Han J1,2,3, Zhang X2, Saraf SL2, Gowhari M2, Molokie RE2,4, Hassan J2, Jain S2, Shah BN2, Abbasi T2, Machado RF5, Gordeuk VR2.
1 Department of Pharmacy Practice, University of Illinois at Chicago, Chicago, IL, USA.
2 Department of Medicine, Hematology/Oncology, University of Illinois at Chicago, Chicago, IL, USA.
3 Center for Pharmacoepidemiology and Pharmacoeconomic Research, University of Illinois at Chicago, Chicago, IL, USA.
4 Jesse Brown VA Medical Center, Chicago, IL, USA.
5 Division of Pulmonary, Critical Care, Sleep, and Occupational Medicine, Indiana University Department of Medicine, Indianapolis, IN, USA.

Vitamin D deficiency (VDD), 25-OHD levels <20 ng/ml, is prevalent among patients with sickle cell disease (SCD) and is linked to acute and chronic pain and bone fracture in this population. There is limited literature regarding VDD-associated risk factors for SCD.
We examined potential clinical and genomic parameters associated with VDD in 335 adults with SCD in a cross-sectional study. VDD was present in 65% of adult SCD patients, and 25-OHD levels independently and positively correlated with older age (P < 0·001) and vitamin D supplementation (P < 0·001). 25-OHD levels were higher in SCD patients over 40 years of age compared to the general African-American population.

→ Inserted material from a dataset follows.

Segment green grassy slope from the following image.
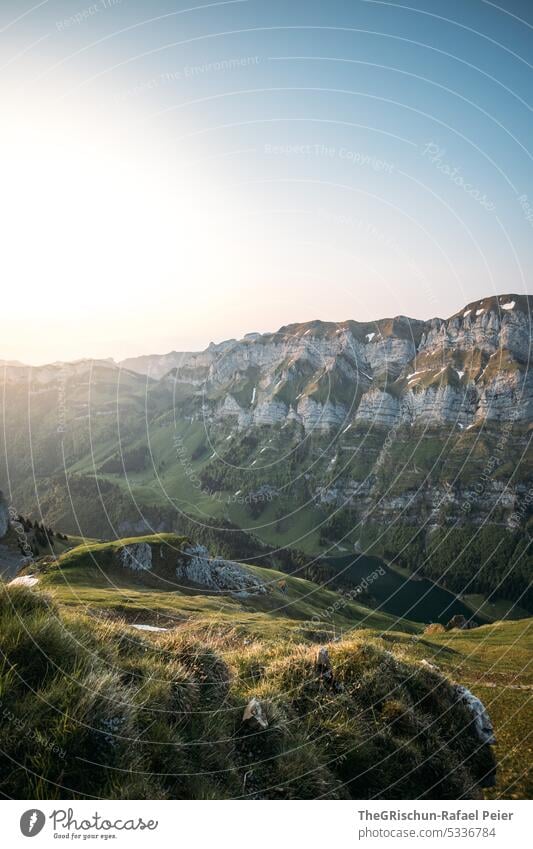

Both lower 25-OHD levels and increased pain frequency were associated with increased expression of SLC6A5 encoding glycine transporter-2 (GlyT2), a protein involved in neuronal pain pathways. Lower 25-OHD levels were also associated with increased expression of CYP3A4, and with decreased expression of GC (also termed DBP) and VDR, three genes involved in vitamin D metabolism.
We conclude that vitamin D supplementation should be an almost universal feature of the care of young adults with SCD, and that further research is warranted into genomic factors that regulate vitamin D metabolism in SCD.